Cet extrait, ainsi qu’un autre extrait sur les débats concernant les accompagnatrices voilées dans les écoles, illustrent la violence exercée sur des mères non autorisées à participer à la vie scolaire et des enfants qui ne comprennent pas que leurs mères en soient exclues.

Après avoir dénoncé ces discriminations, Fatima Ouassak change de ton au milieu du livre :

Comment se donner les moyens de rompre avec l’injonction adressée aux mères de faire tampon entre le système d’oppression et leurs enfants ? Comment imaginer un nouveau projet politique au sein duquel les mères constitueraient un véritable levier révolutionnaire, projet décliné en stratégies, modalités d’action et perspectives politiques?

Dénoncer n’est pas suffisant. Elle choisit alors de passer à l’action et montre ce qu’il faut faire : conquérir l’espace public mais aussi l’espace politique.

Comment y parvenir? En luttant collectivement et concrètement là où nous sommes, là où nous vivons, sur nos territoires, dans nos quartiers. Nous pouvons peser en tant que mères dans le rapport de force politique, pour un monde plus juste, plus égalitaire plus respirable, pour que nos enfants respirent autre chose que l’air pollué des échangeurs autoroutiers et que plus jamais ils ne meurent asphyxiés lors d’un plaquage ventral sous le poids de cinq policiers.

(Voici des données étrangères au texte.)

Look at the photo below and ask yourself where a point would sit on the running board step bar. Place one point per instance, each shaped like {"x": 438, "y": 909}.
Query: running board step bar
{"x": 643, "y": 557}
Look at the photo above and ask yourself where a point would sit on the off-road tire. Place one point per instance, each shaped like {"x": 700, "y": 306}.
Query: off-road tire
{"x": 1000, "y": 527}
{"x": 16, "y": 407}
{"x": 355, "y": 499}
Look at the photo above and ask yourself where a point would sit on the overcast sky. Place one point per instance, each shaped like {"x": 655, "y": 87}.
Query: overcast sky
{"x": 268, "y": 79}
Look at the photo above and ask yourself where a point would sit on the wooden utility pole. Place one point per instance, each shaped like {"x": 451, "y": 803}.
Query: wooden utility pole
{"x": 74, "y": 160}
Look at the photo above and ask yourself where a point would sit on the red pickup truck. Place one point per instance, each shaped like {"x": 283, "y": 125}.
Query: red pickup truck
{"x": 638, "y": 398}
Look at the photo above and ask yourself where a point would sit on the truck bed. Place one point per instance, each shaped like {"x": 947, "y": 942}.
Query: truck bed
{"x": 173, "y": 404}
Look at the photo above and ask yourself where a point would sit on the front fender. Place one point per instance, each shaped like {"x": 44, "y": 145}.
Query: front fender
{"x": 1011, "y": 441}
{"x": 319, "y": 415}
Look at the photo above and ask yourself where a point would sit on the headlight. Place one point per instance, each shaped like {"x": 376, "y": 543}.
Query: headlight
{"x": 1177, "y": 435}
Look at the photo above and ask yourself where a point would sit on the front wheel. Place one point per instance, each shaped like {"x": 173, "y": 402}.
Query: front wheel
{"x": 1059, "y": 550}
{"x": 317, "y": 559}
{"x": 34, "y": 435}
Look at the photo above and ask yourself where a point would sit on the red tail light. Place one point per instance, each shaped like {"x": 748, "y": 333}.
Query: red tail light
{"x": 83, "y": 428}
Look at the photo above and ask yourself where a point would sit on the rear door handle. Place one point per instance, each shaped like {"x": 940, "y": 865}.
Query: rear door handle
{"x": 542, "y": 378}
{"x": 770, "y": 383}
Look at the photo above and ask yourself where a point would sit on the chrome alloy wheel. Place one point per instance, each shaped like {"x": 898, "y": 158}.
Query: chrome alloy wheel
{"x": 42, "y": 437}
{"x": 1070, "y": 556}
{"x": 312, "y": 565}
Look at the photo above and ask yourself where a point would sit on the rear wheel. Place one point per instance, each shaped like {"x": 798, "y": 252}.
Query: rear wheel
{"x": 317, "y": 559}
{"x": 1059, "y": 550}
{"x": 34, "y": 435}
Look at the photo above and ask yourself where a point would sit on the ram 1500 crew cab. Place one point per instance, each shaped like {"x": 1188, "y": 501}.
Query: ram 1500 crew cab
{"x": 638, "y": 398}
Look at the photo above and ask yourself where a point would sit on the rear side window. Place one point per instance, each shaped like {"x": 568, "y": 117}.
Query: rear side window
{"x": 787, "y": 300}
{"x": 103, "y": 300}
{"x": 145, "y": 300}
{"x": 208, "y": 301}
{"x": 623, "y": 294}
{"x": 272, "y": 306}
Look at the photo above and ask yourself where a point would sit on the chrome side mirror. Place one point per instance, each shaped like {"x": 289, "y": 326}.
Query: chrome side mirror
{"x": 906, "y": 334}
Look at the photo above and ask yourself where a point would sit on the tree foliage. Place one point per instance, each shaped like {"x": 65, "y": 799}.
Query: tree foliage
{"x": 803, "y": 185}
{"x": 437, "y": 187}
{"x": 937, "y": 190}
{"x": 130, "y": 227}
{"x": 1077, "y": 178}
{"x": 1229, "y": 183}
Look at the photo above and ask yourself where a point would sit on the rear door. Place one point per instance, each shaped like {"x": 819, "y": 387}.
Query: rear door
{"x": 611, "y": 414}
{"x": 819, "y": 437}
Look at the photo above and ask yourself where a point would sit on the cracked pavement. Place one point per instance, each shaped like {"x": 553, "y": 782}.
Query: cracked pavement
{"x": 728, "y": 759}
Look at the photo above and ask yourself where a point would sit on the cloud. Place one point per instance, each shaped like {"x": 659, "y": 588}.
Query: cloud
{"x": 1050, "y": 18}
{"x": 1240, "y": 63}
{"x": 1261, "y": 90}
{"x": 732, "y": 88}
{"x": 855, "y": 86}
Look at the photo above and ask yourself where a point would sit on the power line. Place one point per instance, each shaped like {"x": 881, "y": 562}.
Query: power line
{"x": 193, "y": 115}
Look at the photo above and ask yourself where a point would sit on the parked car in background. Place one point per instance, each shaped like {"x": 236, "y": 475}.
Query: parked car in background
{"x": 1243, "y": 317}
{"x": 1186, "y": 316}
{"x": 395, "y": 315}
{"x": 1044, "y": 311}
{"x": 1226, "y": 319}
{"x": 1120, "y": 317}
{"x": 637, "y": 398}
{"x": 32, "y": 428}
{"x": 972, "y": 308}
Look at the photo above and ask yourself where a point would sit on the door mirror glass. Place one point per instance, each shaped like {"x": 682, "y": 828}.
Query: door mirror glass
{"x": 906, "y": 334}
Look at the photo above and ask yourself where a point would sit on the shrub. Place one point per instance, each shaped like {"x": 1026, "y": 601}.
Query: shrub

Cet extrait, choisi par G.D., illustre bien la rage de Fatima Ouassak, sa rage de mère qui ne pourrait être atténuée qu’avec une justice sociale.

Après ces discussions sur certains extraits, le discours s’est orientée sur nos ressentis vis-à-vis du livre dans sa globalité.

Nous avons toutes souligné la facilité de lecture, malgré la difficulté des sujets abordés. En effet, Fatima Ouassak fait preuve dans ce livre d’une grande capacité de vulgarisation. Elle aborde de nombreux aspects de la vie et de la société avec des thématiques difficiles, qui touchent plus ou moins fortement tout le monde, dont la parentalité. Tout en critiquant un service public défaillant et inégalitaire, elle aborde le sentiment de perte de confiance dans la politique, tout en proposant des solutions, en illustrant des possibilités d’actions ancrées dans le territoire.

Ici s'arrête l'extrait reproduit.